Table of Contents
Essentially, we already have a solution — rsync. The problem is that rsync does the hard work on the server, and requires server support. This is not essential to its algorithm. The algorithm merely requires that one side calculates the checksums of each distinct block of data, and sends it to the other end; the other end then does a rolling checksum through its file, identifying blocks in common, and then working out which blocks are not in common and must be transmitted.
So, we make it the server which calculates the checksums of each distinct block. Because it need calculate only one checksum per block of data, and this is not specific to any given client, the data can be cached. We can save this data into a metafile, and the client requests this data as the first step of the process. This metafile can simply be at another URL on the same — or even a different — server.

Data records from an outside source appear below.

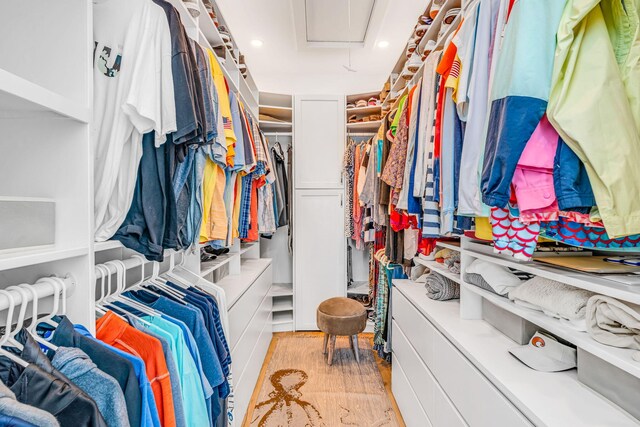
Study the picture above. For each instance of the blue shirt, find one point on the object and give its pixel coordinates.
(150, 416)
(193, 399)
(192, 317)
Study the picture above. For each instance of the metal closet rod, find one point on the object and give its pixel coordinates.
(43, 290)
(361, 133)
(278, 133)
(134, 262)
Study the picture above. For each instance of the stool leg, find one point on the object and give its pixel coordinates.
(332, 347)
(354, 345)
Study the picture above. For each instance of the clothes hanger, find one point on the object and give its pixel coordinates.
(140, 284)
(121, 275)
(174, 274)
(5, 339)
(48, 319)
(162, 284)
(34, 319)
(21, 316)
(169, 273)
(99, 307)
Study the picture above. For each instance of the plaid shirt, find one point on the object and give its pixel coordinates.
(245, 206)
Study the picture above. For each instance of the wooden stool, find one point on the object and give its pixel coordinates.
(344, 317)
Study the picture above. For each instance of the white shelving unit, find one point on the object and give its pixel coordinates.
(45, 110)
(549, 399)
(439, 268)
(280, 107)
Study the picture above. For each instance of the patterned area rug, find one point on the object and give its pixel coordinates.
(300, 389)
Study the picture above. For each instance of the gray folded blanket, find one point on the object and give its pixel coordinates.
(440, 288)
(477, 280)
(553, 298)
(453, 263)
(614, 322)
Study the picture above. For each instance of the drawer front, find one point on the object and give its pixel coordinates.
(479, 402)
(246, 382)
(418, 330)
(435, 403)
(240, 313)
(406, 398)
(241, 354)
(421, 380)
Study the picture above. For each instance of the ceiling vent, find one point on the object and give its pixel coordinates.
(335, 23)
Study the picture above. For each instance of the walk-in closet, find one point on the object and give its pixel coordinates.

The zsync client will pull this metafile. It then runs through the data it already has, applying the rsync rolling checksum and comparing with the downloaded checksum list. It thus identifies the data in the target file that it already has. It then requests the remaining data from the server. Since it knows which data it needs, it can simply use HTTP Range requests to pull the data.
The server has no per-client calculations. The metafile can be calculated in advance. No state is needed on the server. An ordinary web server, plus a program to generate the metafile (the zsync control file, from now on), provides everything we need.
The actual data in the control file will consist of the simple checksum (for comparison with the checksum produced by the rolling checksum method on the client) for each block, plus a strong checksum (currently MD4) used to eliminate false positive matches occurring with the simple checksum. I have simply followed rsync in this area; the rolling checksum is effective; the strong checksum is fairly arbitrary, provided it is resistant to collisions.